Speaking to God in prayer.  Two prayers the Lord loves to hear and loves to answer: 1) “Oh God, make me more like your Son Jesus.” And 2) “Empower me to obey you”.  Both of these prayers put the Holy Spirit to work because he makes us like Christ and empowers us to live for God.

3) Obey: LOVE

Paul could have simply said, “The fruit of the Spirit is love.”  Here he places love beside other virtues.  But love is clearly supreme.  Love engulfs all the others.  In fact, 1 Corinthians 13:4 says, “Love is patient.  Love is kind.”  So I don’t want to diminish all the others, but want to key in on what Paul said just earlier in the chapter, “Love fulfills the entire law.”  This is where the Spirit leads you.  This is the essence of the Spirit-empowered life.  And when you think of our central problem, it makes sense.  We are all born narcissists.  We believe the world revolves around me.  And as we walk by the Spirit, keeping in step with him, listening/believing/obeying his voice, and speaking to him in prayer, little by little he wrenches us free from our self-absorption, turns us outward with a heart of compassion for those around us.

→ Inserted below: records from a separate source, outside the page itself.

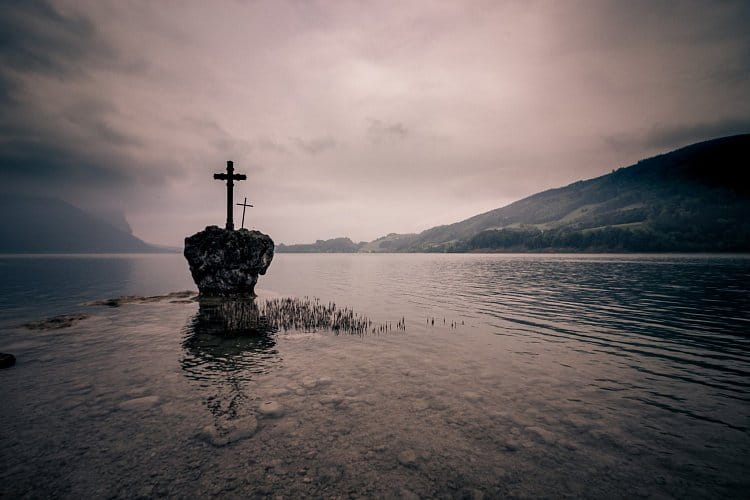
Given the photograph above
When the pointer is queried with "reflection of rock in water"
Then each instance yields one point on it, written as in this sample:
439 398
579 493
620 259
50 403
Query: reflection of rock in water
227 343
230 317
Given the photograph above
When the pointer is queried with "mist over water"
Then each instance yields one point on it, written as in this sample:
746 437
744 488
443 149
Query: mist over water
542 375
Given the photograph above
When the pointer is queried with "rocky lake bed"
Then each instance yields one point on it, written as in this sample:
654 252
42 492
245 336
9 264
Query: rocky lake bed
141 400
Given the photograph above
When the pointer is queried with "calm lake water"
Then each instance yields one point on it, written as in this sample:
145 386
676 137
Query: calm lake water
542 376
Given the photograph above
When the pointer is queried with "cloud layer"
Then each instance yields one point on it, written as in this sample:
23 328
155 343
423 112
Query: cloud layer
353 119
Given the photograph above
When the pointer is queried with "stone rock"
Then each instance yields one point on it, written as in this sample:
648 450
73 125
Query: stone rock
142 403
271 409
237 431
56 322
407 458
309 382
225 263
7 360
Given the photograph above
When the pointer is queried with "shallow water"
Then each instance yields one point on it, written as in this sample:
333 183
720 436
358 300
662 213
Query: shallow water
543 375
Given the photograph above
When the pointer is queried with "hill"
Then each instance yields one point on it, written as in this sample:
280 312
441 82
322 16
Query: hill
694 199
46 225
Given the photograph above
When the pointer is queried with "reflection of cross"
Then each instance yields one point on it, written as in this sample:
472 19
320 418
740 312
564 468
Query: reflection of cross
244 205
230 177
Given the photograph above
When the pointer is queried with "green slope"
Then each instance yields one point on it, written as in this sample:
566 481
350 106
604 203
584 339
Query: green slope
694 199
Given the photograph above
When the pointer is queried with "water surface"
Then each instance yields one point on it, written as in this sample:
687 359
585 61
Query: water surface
542 375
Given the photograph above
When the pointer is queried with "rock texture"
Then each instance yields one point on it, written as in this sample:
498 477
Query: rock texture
227 263
7 360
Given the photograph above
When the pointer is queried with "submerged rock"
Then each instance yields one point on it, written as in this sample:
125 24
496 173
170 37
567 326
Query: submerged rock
233 432
225 262
173 297
7 360
56 322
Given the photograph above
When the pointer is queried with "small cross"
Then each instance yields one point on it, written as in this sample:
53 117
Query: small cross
230 177
244 205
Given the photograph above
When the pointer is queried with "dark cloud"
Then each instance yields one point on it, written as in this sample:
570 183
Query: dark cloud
670 137
674 136
347 115
315 145
379 131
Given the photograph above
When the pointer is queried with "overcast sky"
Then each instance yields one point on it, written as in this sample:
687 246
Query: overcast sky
353 118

This is how we are to live.  By the Spirit.  And when we live by the Spirit, keeping in step with him, much fruit!  And Paul says, “Against such things [fruit], there is no law.”  The law does not apply to those who bear such fruit. Listen to what Martin Luther said,

The law is not given for the righteous man. A true Christian conducts himself in such a way that he does not need any law to warn or restrain him.  He obeys the Law without compulsion. The law does not concern him. As far as he is concerned there would not have to be any law.

Do you want to flourish and grow?  Do you want to know and enjoy living “by the Spirit”?  He is the source of your life.  So keep in step with him.